研究課題/領域番号 |
22KJ3172
|
補助金の研究課題番号 |
22J01214 (2022)
|
研究種目 |
特別研究員奨励費
|
配分区分 | 基金 (2023) 補助金 (2022) |
応募区分 | 国内 |
審査区分 |
小区分45020:進化生物学関連
|
研究機関 | 独立行政法人国立科学博物館 |
研究代表者 |
三上 智之 独立行政法人国立科学博物館, 地学研究部, 特別研究員(PD)
|
研究期間 (年度) |
2023-03-08 – 2025-03-31
|
研究課題ステータス |
交付 (2023年度)
|
配分額 *注記 |
4,420千円 (直接経費: 3,400千円、間接経費: 1,020千円)
2024年度: 1,430千円 (直接経費: 1,100千円、間接経費: 330千円)
2023年度: 1,430千円 (直接経費: 1,100千円、間接経費: 330千円)
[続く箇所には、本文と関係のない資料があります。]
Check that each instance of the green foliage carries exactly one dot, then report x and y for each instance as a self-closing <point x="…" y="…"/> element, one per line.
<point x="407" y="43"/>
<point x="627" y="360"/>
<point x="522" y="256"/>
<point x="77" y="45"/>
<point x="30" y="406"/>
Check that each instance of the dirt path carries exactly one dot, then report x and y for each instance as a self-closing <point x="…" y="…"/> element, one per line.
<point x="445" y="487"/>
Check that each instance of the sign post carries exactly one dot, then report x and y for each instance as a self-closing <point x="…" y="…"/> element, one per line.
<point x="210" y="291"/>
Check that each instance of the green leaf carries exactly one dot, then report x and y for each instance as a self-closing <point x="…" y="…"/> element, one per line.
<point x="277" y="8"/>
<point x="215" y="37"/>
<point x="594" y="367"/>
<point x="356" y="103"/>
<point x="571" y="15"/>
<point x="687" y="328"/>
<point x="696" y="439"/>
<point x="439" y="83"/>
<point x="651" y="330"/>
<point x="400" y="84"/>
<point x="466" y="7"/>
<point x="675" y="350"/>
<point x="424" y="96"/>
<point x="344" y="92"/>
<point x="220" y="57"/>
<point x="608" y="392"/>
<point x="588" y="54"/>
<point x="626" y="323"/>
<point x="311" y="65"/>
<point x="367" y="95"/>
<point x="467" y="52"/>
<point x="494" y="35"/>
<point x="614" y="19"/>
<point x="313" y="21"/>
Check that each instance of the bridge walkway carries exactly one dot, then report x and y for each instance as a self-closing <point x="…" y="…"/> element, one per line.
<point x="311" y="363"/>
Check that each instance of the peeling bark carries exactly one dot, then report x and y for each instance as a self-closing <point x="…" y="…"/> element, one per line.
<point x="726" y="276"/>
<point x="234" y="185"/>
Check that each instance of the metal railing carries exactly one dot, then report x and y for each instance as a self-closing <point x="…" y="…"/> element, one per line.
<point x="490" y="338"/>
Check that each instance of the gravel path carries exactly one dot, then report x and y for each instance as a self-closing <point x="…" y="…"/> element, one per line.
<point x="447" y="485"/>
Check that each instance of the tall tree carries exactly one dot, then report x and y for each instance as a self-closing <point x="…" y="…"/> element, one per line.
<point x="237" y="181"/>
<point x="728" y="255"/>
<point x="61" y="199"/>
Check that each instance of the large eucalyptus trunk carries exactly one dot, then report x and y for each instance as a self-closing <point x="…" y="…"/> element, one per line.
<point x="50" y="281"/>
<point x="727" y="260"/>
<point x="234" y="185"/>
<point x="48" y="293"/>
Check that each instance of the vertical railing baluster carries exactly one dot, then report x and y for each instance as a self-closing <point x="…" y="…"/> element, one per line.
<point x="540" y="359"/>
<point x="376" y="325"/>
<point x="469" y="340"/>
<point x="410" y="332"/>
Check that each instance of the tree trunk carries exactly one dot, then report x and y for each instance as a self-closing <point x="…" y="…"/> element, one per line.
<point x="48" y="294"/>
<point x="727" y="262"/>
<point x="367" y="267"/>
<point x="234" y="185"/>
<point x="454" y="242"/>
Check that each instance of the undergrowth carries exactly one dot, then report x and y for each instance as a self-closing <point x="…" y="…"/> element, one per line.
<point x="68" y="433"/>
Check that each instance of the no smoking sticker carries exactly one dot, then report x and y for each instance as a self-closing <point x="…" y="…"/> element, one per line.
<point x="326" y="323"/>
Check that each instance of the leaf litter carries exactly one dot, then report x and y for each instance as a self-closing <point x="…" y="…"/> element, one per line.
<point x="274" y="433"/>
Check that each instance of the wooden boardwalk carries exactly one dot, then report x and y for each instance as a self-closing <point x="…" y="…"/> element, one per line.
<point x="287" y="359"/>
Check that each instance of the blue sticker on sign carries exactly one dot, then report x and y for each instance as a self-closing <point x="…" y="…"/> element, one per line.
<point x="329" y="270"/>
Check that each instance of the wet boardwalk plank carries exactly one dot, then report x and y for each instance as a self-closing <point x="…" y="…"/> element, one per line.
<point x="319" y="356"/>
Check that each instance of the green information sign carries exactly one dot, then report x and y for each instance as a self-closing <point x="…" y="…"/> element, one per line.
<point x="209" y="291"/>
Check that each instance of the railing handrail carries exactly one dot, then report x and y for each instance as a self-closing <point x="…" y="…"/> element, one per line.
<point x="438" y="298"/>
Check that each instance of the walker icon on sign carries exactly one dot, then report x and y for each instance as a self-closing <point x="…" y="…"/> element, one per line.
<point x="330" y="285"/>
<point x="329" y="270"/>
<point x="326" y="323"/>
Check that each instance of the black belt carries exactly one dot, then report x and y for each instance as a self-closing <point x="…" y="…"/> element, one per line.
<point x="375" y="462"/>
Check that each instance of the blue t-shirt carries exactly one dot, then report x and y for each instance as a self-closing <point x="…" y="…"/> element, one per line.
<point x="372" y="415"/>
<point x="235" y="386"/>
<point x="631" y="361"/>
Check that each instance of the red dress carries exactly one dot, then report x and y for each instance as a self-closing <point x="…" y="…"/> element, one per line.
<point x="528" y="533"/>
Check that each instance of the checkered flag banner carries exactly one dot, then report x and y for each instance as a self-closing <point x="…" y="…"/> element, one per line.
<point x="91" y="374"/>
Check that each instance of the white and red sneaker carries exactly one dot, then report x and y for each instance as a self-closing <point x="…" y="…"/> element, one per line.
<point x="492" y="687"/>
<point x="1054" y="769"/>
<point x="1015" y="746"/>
2022年度: 1,560千円 (直接経費: 1,200千円、間接経費: 360千円)
|
キーワード | アンモノイド類 / 数理モデル / X線マイクロCT / 進化 |
研究開始時の研究の概要 |
本研究では、アンモノイド類の複雑な縫合線がどのように獲得されたかを明らかにするために、縫合線の発生を再現する数理モデルを作成し、数理モデルと実際の縫合線データの両方を活用することで、アンモノイド類の縫合線の発生メカニズムが時代を追ってどのように変わったかを考察する。特に本年度は、数理モデルの開発を進めると同時に、さまざまなグループ・時代のアンモノイド類の縫合線データを収集することで、縫合線の発生過程を実データから明らかにする。また、得られたデータと数理モデルとの比較を行うことで、数理モデルの正確性を検証する。
|
研究実績の概要 |
本年度は、アンモノイド類の多様な縫合線を説明する数理モデルを作成するにあたり、比較および参考用にアンモノイド類や関連する化石・現生標本のX線マイクロCTをつかった撮影をおこない、3D形態データの収集を行った。これまでに良いデータが得られてこなかったが、縫合線の進化を考える際に非常に重要である三畳紀のアンモノイド類を中心に、国内外の様々な産地で産出した幅広い時代のアンモノイド類の撮影をおこなったところ、X線マイクロCTとの相性が極めて良い産地を複数発見した。今回発見したX線マイクロCTとの相性が良い産地の標本のCT撮影をおこなった結果、副産物として、アンモノイド類と共産するアンモノイド類以外の多様な無脊椎動物の分類群についても、これまでにない高い精度の3Dデータを得ることができた。並行して、X線マイクロCTと相性の良い産地の標本を探索するために、所属する国立科学博物館を含む国内の多くの博物館で標本調査を行い、調査により発見された研究に有用な標本のX線マイクロCTでの撮影をおこなった。 さらに、アンモノイド類の進化パターンを考察することを目的として、長いタイムスケールでの生物の進化パターンをシミュレーションする数理モデルの開発を開始し、実装を行った。 また、アンモノイド類の縫合線の適応的意義を解明することを目指して、モササウルス類による捕食痕であるかどうかについての議論があるアンモノイド類の化石にある丸い穴の配置パターンを解析するための統計手法の開発も行った。
|
現在までの達成度 (区分) |
現在までの達成度 (区分)
2: おおむね順調に進展している
理由
本年度は、特に国立科学博物館のX線マイクロCTを用いて、国立科学博物館をはじめとする博物館に収蔵されているアンモノイド類や関連する標本の3Dデータ撮影を活発に行い、研究のために有用なデータを沢山得ることができた。また関連して、国内の博物館での標本調査も活発に行った。 また、データだけでなく、数理モデルや統計手法の開発も並行してすすめた結果、これらに関する成果も多数得ることができた。
|
今後の研究の推進方策 |
今後は、引き続きX線マイクロCTを用いたアンモノイド類の3Dデータの撮影を続けるとともに、得られたデータの解析を進める。並行して、国内外の博物館やフィールドでの調査も進める。また、アンモノイド類のX線マイクロCTの副産物として得られた、アンモノイド類と共産するアンモノイド類以外の化石の高精度な3Dデータについても、論文で報告することを目指して関連する標本との比較などを行い、研究を続ける。 さらに、得られたアンモノイド類の3Dデータを参考にアンモノイド類の多様な縫合線を説明する数理モデルの開発を進める。 本年度に研究を開始した、長いタイムスケールでの進化をシミュレーションする数理モデルについても、モデルと理論をさらに発展させて、論文として出版することを目指す。